突然、掴まれてない方の腕をぐいっと後ろから引っ張られて
体がぐらっと揺れたかと思うと
父親の腕が離れた瞬間、だれかに支えられて、
それからすぐに、
あたしの視界がだれかの背中に遮られた。




「お客様、
大声を出されたり、
うちの店員への暴力などは
ほかのお客様にご迷惑になりますので、

お代はいただきませんから、今すぐお引き取りください。
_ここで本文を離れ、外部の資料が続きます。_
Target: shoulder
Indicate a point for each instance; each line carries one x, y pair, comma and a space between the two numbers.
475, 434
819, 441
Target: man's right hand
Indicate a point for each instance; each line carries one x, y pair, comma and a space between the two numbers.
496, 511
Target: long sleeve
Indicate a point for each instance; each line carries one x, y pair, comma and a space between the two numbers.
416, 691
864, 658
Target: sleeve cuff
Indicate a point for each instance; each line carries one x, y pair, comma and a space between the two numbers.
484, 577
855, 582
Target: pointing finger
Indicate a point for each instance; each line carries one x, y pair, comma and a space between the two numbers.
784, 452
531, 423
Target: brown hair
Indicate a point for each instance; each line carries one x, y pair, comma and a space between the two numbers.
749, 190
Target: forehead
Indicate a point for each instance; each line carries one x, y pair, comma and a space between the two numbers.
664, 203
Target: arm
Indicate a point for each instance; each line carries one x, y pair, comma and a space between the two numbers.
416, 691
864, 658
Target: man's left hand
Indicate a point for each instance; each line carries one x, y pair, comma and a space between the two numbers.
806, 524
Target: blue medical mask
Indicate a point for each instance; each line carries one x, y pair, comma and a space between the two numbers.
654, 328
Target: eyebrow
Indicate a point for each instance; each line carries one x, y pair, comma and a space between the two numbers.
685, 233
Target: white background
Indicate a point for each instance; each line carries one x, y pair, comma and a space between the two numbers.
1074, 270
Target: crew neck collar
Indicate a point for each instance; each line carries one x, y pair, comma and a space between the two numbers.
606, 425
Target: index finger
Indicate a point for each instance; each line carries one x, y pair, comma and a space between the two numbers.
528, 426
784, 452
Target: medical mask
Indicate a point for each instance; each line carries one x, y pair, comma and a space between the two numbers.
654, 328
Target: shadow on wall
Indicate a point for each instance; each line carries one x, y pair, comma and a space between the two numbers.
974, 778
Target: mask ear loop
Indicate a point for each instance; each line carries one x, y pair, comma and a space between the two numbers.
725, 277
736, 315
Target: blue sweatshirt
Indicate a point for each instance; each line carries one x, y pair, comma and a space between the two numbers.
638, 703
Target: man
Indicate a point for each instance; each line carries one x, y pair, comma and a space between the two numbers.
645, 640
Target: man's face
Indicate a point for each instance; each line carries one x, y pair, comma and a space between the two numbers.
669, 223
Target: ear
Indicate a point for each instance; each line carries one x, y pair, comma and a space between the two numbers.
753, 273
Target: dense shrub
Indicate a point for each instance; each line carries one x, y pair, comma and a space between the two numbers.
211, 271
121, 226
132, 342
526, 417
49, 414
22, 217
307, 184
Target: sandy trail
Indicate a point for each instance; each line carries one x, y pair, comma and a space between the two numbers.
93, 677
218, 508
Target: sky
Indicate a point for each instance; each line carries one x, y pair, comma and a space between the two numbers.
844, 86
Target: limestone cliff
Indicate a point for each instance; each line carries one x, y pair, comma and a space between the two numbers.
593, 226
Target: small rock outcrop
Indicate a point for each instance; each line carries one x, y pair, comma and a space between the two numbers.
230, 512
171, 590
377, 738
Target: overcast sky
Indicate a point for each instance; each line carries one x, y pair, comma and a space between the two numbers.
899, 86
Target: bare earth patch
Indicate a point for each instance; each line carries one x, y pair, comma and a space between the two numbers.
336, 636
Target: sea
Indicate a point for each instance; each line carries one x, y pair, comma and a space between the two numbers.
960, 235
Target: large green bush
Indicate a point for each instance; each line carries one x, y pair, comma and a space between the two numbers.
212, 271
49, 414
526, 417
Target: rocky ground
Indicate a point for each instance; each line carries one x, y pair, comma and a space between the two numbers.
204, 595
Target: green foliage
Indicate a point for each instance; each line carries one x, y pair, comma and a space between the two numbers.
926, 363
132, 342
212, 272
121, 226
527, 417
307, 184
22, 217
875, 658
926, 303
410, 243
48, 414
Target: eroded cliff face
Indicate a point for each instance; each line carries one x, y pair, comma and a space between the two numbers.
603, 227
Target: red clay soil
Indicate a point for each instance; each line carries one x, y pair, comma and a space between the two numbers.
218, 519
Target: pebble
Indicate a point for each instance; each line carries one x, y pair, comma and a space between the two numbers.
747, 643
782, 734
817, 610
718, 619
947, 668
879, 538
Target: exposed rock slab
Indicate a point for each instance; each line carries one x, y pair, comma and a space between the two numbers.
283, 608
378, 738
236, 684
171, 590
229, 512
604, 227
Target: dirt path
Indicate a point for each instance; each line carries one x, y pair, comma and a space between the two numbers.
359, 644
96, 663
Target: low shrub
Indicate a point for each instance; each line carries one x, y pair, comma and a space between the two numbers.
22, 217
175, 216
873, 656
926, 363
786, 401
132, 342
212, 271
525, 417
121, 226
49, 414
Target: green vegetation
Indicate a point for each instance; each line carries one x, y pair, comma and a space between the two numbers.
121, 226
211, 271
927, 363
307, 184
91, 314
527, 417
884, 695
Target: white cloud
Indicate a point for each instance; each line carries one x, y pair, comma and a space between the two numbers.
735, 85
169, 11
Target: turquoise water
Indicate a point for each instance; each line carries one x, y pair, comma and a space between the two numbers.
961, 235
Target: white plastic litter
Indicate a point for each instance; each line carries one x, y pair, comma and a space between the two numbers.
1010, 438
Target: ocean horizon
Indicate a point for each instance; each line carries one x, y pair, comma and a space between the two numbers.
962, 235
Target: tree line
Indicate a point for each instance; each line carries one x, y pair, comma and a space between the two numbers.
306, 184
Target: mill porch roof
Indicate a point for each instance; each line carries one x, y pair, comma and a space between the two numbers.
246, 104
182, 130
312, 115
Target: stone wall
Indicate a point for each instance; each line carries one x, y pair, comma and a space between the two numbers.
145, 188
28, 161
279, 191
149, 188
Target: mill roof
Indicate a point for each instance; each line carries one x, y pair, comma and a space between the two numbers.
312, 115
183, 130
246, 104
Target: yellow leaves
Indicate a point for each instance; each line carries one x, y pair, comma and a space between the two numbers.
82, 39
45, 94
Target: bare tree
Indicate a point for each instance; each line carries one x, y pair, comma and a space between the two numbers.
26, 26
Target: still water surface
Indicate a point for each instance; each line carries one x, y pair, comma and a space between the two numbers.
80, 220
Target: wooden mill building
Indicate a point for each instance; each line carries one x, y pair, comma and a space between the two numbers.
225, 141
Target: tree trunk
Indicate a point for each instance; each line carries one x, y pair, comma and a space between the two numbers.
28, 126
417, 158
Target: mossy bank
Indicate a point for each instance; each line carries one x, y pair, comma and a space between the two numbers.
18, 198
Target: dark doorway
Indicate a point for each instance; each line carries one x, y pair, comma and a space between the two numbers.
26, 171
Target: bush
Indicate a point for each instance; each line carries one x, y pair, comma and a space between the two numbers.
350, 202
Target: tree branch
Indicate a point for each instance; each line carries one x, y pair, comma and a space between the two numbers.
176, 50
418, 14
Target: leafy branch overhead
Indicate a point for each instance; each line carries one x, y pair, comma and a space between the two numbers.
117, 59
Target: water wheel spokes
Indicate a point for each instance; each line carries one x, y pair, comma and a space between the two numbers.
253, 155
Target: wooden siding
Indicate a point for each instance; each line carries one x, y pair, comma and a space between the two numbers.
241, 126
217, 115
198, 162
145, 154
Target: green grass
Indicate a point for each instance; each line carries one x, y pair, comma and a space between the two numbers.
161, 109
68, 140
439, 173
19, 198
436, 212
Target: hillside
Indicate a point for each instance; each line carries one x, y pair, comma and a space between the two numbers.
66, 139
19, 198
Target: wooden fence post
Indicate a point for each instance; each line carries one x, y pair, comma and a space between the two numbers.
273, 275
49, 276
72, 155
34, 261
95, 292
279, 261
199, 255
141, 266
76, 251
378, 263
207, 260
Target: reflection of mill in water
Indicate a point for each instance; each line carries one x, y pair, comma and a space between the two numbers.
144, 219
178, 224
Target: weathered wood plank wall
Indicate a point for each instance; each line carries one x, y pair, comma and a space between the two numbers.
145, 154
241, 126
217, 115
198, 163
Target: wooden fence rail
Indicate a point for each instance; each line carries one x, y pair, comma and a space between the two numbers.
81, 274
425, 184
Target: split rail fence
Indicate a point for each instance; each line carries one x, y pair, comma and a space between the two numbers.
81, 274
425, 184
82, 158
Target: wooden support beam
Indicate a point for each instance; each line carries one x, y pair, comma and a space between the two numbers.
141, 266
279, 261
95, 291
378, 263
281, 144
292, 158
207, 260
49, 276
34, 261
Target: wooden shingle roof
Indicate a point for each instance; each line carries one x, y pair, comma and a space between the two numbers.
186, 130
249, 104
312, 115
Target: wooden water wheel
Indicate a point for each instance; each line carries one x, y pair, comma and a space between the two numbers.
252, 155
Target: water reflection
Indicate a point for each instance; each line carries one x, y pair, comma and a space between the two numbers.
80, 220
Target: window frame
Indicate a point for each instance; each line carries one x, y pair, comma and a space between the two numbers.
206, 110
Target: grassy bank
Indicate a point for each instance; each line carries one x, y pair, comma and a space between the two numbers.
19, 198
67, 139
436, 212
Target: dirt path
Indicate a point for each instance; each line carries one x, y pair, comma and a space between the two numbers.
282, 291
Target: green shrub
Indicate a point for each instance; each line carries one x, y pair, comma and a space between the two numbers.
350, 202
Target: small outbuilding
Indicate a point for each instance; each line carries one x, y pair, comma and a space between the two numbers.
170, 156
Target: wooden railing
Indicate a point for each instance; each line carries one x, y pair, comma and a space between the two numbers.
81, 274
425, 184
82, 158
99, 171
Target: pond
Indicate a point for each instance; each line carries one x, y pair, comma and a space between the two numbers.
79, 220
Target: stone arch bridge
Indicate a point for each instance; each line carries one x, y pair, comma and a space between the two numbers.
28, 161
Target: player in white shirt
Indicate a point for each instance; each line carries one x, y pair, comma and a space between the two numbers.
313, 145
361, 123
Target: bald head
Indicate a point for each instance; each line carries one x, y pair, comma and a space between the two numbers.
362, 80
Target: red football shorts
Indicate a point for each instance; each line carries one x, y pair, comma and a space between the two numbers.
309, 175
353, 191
」




涙がこぼれそうになった。


今井さんが、助けてくれた。


あたしのことを父親から引き離して、
すぐ、あたしたちの間に入ってくれて、
助けてくれた。



今井さんの大きい背中を見ながら、

安心と感謝で鼻がツンとして
今にもでてきそうな涙を、必死にこらえた。



いつからいたのか、そっと店長に腕を引かれて、
休憩室までつれていかれた。


父親は、まだなにか騒いでたけど、
少しずつ静かになっていった。



「佐藤さん、

嫌な思いしたね。

今日は帰って、休んだ方がいい。


最後の日がこんな形で終わって、嫌だよね。



今までお疲れ様。

佐藤さんはよく働いてくれて、本当に助かってた。


これからも、頑張ってね。」


唯一、あたしの家庭事情を知ってる店長は
そう言ってくれた。


あたしは素直に店長の言葉に甘えた。
もう今日は、無理だと自分でも思ったから。


「ありがとう、ございます。

すみません、私のせいでこんなことに巻き込んでしまって。」


店長はゆっくり首をふった。


「佐藤さんは、悪くないでしょ?


今井くんがさっと行ってくれたからそこまで大きなことにならなかったし、良かったよ。」


「ありがとうございます。



今まで店長には本当にお世話になりました。

ありがとうございました。」

店長はにっこり笑ってくれた。


「うん。じゃあ、本当に、お疲れ様。」

「はい。


ありがとうございました。」


「じゃあ、僕は戻るね。」


店長はそう言って、仕事に戻っていった。


今井さんには、いつお礼しよう?


今日、シフト何時までなんだろう?

運が良ければ、
そろそろ今井さん今日は終わりだと思うんだけど。


店の外で、待ってればいいか。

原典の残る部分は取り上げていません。